Interrogé sur ces données, l’historien et juriste Olivier Meuwly, membre du PLR, prêche d’abord pour sa paroisse: «Le pluralisme des idées est une vertu sur le plan intellectuel». Mais il nuance aussitôt: «Cela peut être aussi un facteur de confusion ou de division sur le plan électoral.» Historiquement, les libéraux-radicaux ont toujours eu cette caractéristique, explique le spécialiste. Une caractéristique qu’il juge donc neutre: les partis de droite n’en ressortent pas plus légitimes. Il constate en revanche un écart entre le discours de gauche et la réalité de son corps d’élus: «La pluralité et la tolérance, brandies si souvent par le PS et les Verts, sont bien plus présentes chez leurs adversaires dans les faits. On le constate aussi dans des débats de société actuels, avec par exemple le courant woke de la gauche qui souhaite restreindre la liberté d’expression, censurer des œuvres, interdire certaines discussions, etc.»

La diversité des profils socio-professionnels, un atout? 

La discussion devient encore plus intéressante quand on se penche sur un autre schéma: celui de l’observatoire des élites suisses (OBELIS), de l’Université de Lausanne, représentant le profil socio-professionnel des politiciens actuellement sous la Coupole. Ceux-ci sont répertoriés selon la distinction «ayant suivi des hautes études – n’ayant pas suivi de hautes études». Le résultat semble comme calqué sur les graphiques précédents (pluralisme des idées):

Observatoire des élites suisses (Obelis) de l’Université de Lausanne, graphique publié dans Le Temps le 24 octobre 2019.

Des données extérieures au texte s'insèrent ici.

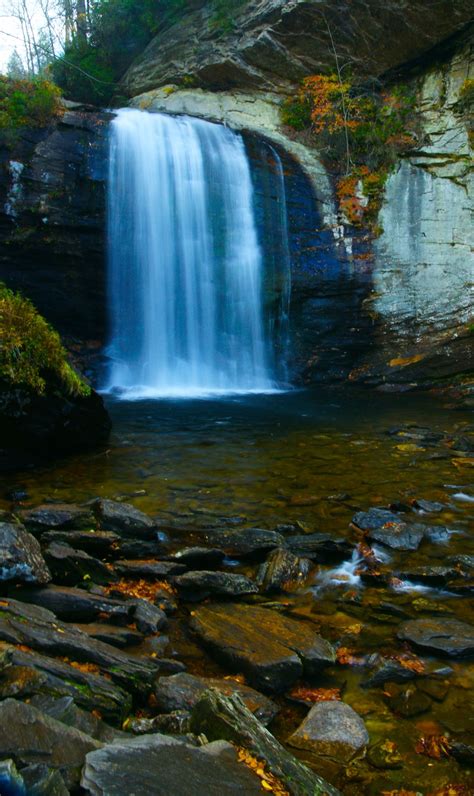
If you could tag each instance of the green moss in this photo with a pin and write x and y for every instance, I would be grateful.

Là encore, Olivier Meuwly sourit: «Il y a une contradiction évidente entre le fait de se proclamer le parti des prolétaires et de ne plus l’être depuis longtemps au niveau de ses représentants, comme d’une partie de ses électeurs d’ailleurs.» Il n’empêche, en théorie, rien ne défend à un professeur d’université de s’intéresser à la condition des ouvriers. Mais il faut noter toutes les fois où la gauche, dans notre pays, place au premier plan de ses revendications l’égalité des chances, la dignité de chaque individu, le fait que chacun puisse et doive s’engager en politique ou dans un conseil d’administration, etc. Il y a donc un paradoxe évident entre la forte présence de ces thèmes au niveau de la posture de la gauche et la réalité des origines socio-professionnelles au niveau de ses représentants.

Encore une fois, il n’a pas été question ici d’évaluer positivement ou négativement une homogénéité d’opinions ou de parcours. Mais de pointer des faits et de les mettre en perspective avec le langage de la gauche. Cette famille de pensée, incontournable dans la vie politique suisse, devrait davantage se pencher sur ses paradoxes. «C’est une des conditions pour que la social-démocratie, prise dans ses contradictions internes, ne subisse pas une dégringolade à la française – moins violente, mais quand même. Le PS a connu récemment des défaites électorales à Zurich et à Fribourg. Le deuxième tour dans le Canton de Vaud sera un bon test», conclut Olivier Meuwly, pour qui rien n’est encore écrit.